Svarbhānu is described as an asura twice in the Family Books of the Rigveda. Svarbhānu is described to strike Surya, overshadowing the sun with darkness. Stella Kramrisch considers this act as portraying Svarbhānu as a deity greater than the Sun. The Rigveda further narrates after this, the king of heaven - Indra struck down Svarbhānu and sage Atri found the hidden Sun and replaced it in the sky. Svarbhanu again appears in the Yajurveda and the Brahmanas. According to the Brahmanas, Svarbhānu with darkness pierced Āditya (the Sun), whom, however, the gods set free by means of svara (accents).

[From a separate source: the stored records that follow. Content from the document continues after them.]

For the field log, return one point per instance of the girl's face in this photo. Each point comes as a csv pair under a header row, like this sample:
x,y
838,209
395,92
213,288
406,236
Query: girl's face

An assistant of Shukra (Venus), Svarbhānu was also the teacher of the asuras. He deceitfully quaffed the amrita proffered by Mohini, thereby achieving immortality as two beings despite being beheaded immediately after: his head as Rahu and his body as Ketu.

According to the Mahabharata, the sun god Surya is also described as an "enemy of Svarbhānu". Svarbhānu was said to strike both the sun and moon with arrows, the celestial bodies being revived by Atri as in the Rigveda.

According to the text Hari-vaṃśa, Svarbhānu ushered Kalanemi through the galaxy. In a Purana, Svarbhānu is described as a son of the goddess Siṃhikā (marjar or cat) ('Little Lioness').